Closed offchan42 closed 5 years ago
The implementation you mentioned is probably faster, since it does the decoding with TensorFlow and not with NumPy. It should also work to use the decoder layer in my implementation.
In your case, I would recommend a custom architecture. Separable convolution is a good starting point. Also reducing the depth of the architecture should make it faster, since depth can not be parallelized. Reducing the number of features should also be taken in consideration. Both may affect performance and require training from scratch.
Which implementation do you use is up to you...
It seems that SSD7 from the other repo is lightweight enough that I can configure it to fit my needs. The only concern left is to test speed on mobile.
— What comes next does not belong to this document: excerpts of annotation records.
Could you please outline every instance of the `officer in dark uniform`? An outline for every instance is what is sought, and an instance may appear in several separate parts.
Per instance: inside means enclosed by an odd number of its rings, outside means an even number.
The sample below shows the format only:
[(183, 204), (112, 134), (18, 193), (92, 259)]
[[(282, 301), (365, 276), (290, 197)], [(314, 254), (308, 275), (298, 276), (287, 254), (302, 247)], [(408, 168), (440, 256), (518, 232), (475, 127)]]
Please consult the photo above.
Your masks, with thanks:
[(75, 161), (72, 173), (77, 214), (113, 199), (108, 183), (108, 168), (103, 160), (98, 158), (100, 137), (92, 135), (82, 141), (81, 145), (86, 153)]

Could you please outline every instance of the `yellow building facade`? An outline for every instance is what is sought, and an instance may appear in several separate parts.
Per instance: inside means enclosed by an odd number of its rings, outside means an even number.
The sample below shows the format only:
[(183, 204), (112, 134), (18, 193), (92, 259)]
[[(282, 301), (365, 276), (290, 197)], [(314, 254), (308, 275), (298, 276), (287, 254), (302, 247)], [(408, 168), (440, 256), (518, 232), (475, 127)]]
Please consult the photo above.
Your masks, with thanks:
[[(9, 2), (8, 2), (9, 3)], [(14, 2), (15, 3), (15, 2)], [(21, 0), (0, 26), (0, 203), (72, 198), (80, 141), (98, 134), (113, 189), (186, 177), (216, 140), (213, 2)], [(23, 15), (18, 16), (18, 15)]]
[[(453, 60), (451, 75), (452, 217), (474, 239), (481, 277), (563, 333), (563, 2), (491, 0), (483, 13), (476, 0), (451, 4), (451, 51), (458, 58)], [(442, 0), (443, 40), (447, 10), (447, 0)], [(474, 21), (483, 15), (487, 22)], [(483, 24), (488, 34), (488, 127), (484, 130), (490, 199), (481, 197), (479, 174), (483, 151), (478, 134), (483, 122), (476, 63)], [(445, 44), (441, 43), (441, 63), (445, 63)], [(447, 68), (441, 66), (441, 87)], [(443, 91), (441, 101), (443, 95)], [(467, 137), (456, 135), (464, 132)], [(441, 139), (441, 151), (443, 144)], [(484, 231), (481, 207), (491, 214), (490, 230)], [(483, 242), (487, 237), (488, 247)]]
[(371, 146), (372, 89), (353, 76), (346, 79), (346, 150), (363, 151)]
I was curious and implemented the SSD7 model from keras_ssd7.py
from tensorflow.keras.models import Model
from tensorflow.keras.layers import Input, Conv2D, BatchNormalization, Activation, MaxPooling2D
from ssd_model import multibox_head
def SSD7(input_shape=(128, 128, 3), num_classes=2, softmax=True):
source_layers = []
x = input_tensor = Input(shape=input_shape)
x = Conv2D(32, 5, strides=1, padding='same', kernel_initializer='he_normal')(x)
x = BatchNormalization(axis=3, momentum=0.99)(x)
x = Activation('elu')(x)
source_layers.append(x)
x = MaxPooling2D(pool_size=2)(x)
x = Conv2D(48, 3, strides=1, padding='same', kernel_initializer='he_normal')(x)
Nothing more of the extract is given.